Kwame Nkrumah
Africa’s current integration landscape contains an array of regional economic communities, including eight recognized as the building blocks of the African Union. They are: Arab Maghreb Union (UMA), Common Market for Eastern and Southern Africa (COMESA), Community of Sahel-Saharan States (CEN-SAD), East African Community (EAC), Economic Community of Central African States (ECCAS), Economic Community of West African States (ECOWAS), Intergovernmental Authority on Development (IGAD), and Southern African Development Community (SADC).
Other groupings include the Economic and Monetary Community of Central Africa, West African Economic and Monetary Union, International Conference on The Great Lakes Region, Indian Ocean Commission, Mano River Union, Senegal River Basin Development Authority, and the Southern African Customs Union
Africa’s commitment to regionalism was part and parcel of the broader aspiration of continental integration, a vision that led to the creation of the Organisation of African Unity (OAU) in 1963. African regionalism has been a means of collective self-reliance or strategy for economic transformation and development framework.
Indeed, a number of Africa’s founding fathers, like Kwame Nkrumah, had expressed willingness to delay the independence of their own countries if regionalism would help forge more integrated regional economies with their neighbours on achieving independence. They feared, rightly, that if countries were allowed to go it alone the ‘temptations of nationhood ‘would soon take over and the goals of economic and political integration would become elusive. But that was over 56 years ago.
The recent transformation of the OAU into the African Union (AU) has significantly strengthened the movement towards the goal of Pan-African political and economic union.
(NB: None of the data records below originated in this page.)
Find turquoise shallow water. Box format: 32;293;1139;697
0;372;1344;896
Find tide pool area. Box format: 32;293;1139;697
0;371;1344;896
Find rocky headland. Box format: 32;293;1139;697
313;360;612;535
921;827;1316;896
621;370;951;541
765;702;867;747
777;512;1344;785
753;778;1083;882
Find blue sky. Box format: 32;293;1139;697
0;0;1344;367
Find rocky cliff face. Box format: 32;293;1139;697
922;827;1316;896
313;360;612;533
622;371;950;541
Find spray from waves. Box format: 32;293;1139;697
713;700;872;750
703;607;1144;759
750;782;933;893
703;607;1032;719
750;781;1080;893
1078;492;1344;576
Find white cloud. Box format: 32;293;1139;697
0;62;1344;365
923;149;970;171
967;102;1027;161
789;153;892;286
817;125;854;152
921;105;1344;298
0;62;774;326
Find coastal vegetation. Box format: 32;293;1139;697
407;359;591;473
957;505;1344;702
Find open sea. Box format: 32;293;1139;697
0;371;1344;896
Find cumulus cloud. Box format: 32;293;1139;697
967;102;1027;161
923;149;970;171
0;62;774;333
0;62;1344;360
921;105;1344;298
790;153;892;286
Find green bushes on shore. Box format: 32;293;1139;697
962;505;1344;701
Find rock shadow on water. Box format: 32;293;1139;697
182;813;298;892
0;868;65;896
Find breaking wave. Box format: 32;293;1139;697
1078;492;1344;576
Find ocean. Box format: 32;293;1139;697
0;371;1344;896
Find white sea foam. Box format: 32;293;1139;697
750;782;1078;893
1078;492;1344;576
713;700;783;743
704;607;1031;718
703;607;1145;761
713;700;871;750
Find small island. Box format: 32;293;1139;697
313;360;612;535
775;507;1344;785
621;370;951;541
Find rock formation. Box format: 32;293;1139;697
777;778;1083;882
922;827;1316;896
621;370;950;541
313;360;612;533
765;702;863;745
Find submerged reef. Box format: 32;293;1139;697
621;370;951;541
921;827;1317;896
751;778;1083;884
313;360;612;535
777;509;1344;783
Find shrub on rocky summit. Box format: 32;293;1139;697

However, the new setup at the continental level leads to the question of how the regional and sub-regional initiatives and the AU can become mutually reinforcing.
But what exactly are the Regional Economic Communities (RECs)?
Regional economic integration — allowing the free movement of goods, services, people and capital between national markets — has been a key aspiration of African countries since the achievement of independence some 50 plus years ago. RECs in Africa group together individual countries in subregions for the purposes of achieving greater economic integration. In reality they are the ‘building blocks’ of the AU and are also central to the strategy for implementing the New Partnership for Africa’s Development (NEPAD).
History
From its establishment in 1963, the OAU identified the need for the economic integration of the continent as a prerequisite for economic development. The 1980 Lagos Plan of Action for the Development of Africa, followed by the 1991 treaty to establish the African Economic Community (also referred to as the Abuja Treaty), proposed the creation of regional economic communities (RECs) as the basis for African integration, with a timetable for regional and then continental integration to follow. The Treaty provides for the African Economic Community to be set up through a gradual process, in 6 stages over 34 years, i.e. by 2028.
Article 88 of the Abuja Treaty states that the foundation of the African Economic Community is the progressive integration of the activities of the RECs, with the establishment of full continental economic integration as the final objective towards which the activities of existing and future RECs must be geared. A Protocol on Relations between the AEC and the RECs entered into force on 25 February 1998.